No matter how many times the topic comes up, there are still people who seem upset about the absence of the John Williams "Superman" theme from the upcoming Zack Snyder film "Man Of Steel."

That's a testament to the emotional connection that people have with film music, some of which is conscious, some of which is involuntary. There are things that we connect with at various points in our lives that have a nearly chemical reaction on us when we encounter them later, and you can rail about it or struggle with it or try to ignore it, but that's the truth of it. Most of the time, our love of certain pieces of art goes deeper than we can explain, and I suspect that for a generation of people, that 1978 "Superman" is a deeply felt piece of childhood. It certainly was for me.


And let's put that in perspective. Today, if you're a regular moviegoer, you're used to powerful sonic experiences as a routine thing. Even a basic surround set-up these days can be impressive, but in 1978, Dolby surround was brand new, and not everyone knew what to do with it yet.

When you consider the impact of "Star Wars" and "Superman," you have to take into account how it felt to go from a world of basic two-channel stereo to a world where the orchestra surrounded you and those iconic themes came blasting out, bigger than anything you'd ever heard in a movie theater before. It was a brand-new experience, and that "Superman" score in particular is such a character in the film. It's one of the most dynamic things he ever wrote, building and dropping and rising and falling, and it's not just the theme. It's the love theme, the remarkable opening on Krypton, the way it evokes Americana for Clark's childhood and the way it grows with the character. Lex Luthor's theme is great, and the Otis theme that accompanies Ned Beatty's bumbling is almost diabolically perfect.

So Hans Zimmer is up against it with "Man Of Steel." No doubt about it.
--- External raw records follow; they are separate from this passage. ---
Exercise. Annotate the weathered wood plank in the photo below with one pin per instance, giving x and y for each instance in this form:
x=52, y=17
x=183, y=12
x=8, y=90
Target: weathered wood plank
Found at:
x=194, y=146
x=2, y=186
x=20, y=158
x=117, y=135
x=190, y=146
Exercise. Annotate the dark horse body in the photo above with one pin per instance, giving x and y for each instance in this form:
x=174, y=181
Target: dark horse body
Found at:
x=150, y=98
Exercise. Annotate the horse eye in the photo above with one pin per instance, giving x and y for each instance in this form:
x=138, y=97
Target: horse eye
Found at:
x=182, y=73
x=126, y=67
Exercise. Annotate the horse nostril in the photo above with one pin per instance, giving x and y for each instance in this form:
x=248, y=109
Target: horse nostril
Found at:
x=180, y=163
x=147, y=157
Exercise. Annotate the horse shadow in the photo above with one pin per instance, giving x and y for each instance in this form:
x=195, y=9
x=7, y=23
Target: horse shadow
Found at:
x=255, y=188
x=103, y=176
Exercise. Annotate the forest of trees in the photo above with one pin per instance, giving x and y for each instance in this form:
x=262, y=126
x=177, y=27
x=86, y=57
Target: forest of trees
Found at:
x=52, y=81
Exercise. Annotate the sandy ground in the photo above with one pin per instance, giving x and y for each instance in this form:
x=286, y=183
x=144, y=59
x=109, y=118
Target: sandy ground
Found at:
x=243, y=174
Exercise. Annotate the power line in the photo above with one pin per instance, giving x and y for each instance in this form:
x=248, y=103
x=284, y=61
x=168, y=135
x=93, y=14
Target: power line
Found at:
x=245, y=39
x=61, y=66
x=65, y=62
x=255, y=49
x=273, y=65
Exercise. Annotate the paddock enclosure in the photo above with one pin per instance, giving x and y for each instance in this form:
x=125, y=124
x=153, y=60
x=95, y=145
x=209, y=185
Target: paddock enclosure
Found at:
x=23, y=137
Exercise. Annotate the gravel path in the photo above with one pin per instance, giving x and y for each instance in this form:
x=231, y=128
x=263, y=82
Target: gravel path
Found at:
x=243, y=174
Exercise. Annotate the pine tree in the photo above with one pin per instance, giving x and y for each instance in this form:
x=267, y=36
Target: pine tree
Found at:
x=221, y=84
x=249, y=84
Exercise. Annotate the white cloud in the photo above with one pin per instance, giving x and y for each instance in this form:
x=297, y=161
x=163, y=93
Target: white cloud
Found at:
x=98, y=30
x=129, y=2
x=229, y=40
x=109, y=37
But the thing to remember is that he's not competing with the Williams score. Nobody could in any serious way. Instead, he's helping Zack Snyder redefine the character. This is a new score for a new Superman, which I think it had to be. The first full track from the score was released yesterday through another of those games where people found a code somewhere and scanned it and followed it to a reveal. I've listened to this three times now, and it's pretty impressive.

LISTEN TO THE FIRST "MAN OF STEEL" TRACK HERE.

It is not the Williams theme, but I think it pays homage to the way Williams played with dynamics in his score. It is a strong first impression for the score, and I can't wait to see how Zimmer's work plays in the actual film.

"Man Of Steel" opens in theaters June 14, 2013.